Yes, Toto, we are still in Kansas

Check out the source — a rundown on Kansas’s standards changes, by the eight board members who proposed them — and you’ll find that Kansas did not enact anything with regard to Intelligent Design. The working draft of the recommendations contained a paragraph emphasizing that Intelligent Design was not part of the Science Curriculum Standards, although it would not be prohibited either. That paragraph — and with it the mention of ID — was deleted. So the only way the new standards might have mentioned ID would have been to deny it any particular status.

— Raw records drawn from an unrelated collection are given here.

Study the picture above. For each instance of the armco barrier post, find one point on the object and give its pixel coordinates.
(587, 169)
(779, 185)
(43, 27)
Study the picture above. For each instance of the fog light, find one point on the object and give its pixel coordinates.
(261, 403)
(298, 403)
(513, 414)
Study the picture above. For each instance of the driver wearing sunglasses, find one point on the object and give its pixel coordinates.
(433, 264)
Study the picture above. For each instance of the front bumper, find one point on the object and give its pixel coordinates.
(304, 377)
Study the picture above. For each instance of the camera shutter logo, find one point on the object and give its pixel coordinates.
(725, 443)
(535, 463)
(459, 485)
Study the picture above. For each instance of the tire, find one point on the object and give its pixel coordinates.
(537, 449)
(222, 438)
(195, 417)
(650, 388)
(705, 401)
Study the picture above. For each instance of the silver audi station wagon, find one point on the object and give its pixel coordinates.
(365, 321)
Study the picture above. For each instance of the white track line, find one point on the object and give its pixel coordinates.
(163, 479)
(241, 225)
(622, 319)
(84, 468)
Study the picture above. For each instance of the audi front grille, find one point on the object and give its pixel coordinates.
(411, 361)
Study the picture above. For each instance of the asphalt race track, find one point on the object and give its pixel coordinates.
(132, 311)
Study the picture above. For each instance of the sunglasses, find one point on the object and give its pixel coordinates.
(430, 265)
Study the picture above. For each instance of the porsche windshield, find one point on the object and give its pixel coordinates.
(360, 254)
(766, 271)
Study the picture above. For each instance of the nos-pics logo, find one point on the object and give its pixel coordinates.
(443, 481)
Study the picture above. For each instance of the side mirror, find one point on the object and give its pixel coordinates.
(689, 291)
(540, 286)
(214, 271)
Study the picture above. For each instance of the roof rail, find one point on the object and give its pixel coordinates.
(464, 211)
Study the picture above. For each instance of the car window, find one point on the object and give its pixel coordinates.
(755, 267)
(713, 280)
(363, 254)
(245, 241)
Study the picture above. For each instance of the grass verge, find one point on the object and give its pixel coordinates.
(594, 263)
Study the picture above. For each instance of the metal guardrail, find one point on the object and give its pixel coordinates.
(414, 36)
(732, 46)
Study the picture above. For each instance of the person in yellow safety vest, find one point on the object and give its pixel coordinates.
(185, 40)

What the revised standards do say is this:

Evolution is accepted by many scientists but questioned by some. The Board has heard credible scientific testimony that indeed there are significant debates about the evidence for key aspects of chemical and biological evolutionary theory. All scientific theories should be approached with an open mind, studied carefully, and critically considered. We therefore think it is important and appropriate for students to know about these scientific debates and for the Science Curriculum Standards to include information about them. In choosing this approach to science curriculum standards, we are encouraged by the similar approach taken by other states, whose new science standards incorporate scientific criticisms into the science curriculum that describes the scientific case for the theory of evolution.

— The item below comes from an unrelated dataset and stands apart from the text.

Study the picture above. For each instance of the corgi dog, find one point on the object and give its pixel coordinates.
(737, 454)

To the thirty-eight Nobel laureates who apparently didn’t read the changes, didn’t attend any of the hearings that discussed them, but called for their rejection nonetheless, the board members who proposed them replied, “We believe the Laureates’ letter, which clearly seeks to suppress any criticism of evolutionary theory, powerfully illustrates the need for the Changes. We believe education should inform, not indoctrinate.”

Makes sense to me.

May I see some ID, please?

“Intelligent Design isn’t just bad science,” says The Revealer, “it’s bad religion.” A nice, punchy subhead (and I’ll blame the editors rather than the author). But calling ID bad religion is like calling CSI: Crime Scene Investigation a bad sitcom.

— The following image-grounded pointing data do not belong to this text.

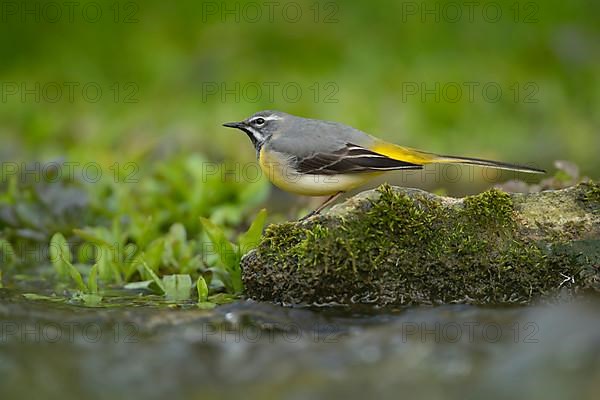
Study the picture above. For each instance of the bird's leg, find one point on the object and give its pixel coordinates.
(317, 210)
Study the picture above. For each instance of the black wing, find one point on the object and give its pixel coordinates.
(350, 159)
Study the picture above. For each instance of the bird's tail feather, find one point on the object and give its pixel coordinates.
(485, 163)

We can nitpick, of course, by saying that the article should have said “theology” rather than “religion.” Strictly speaking, theology (from theos, god, and logos, word or discourse) is to gods what anthropology is to human beings: it’s what you know about them. Religion is what you do about it. Intelligent Design carries no intrinsic ethos or imperative, no “we ought (not)” or “thou shalt (not),” and therefore shouldn’t be called a religion as such.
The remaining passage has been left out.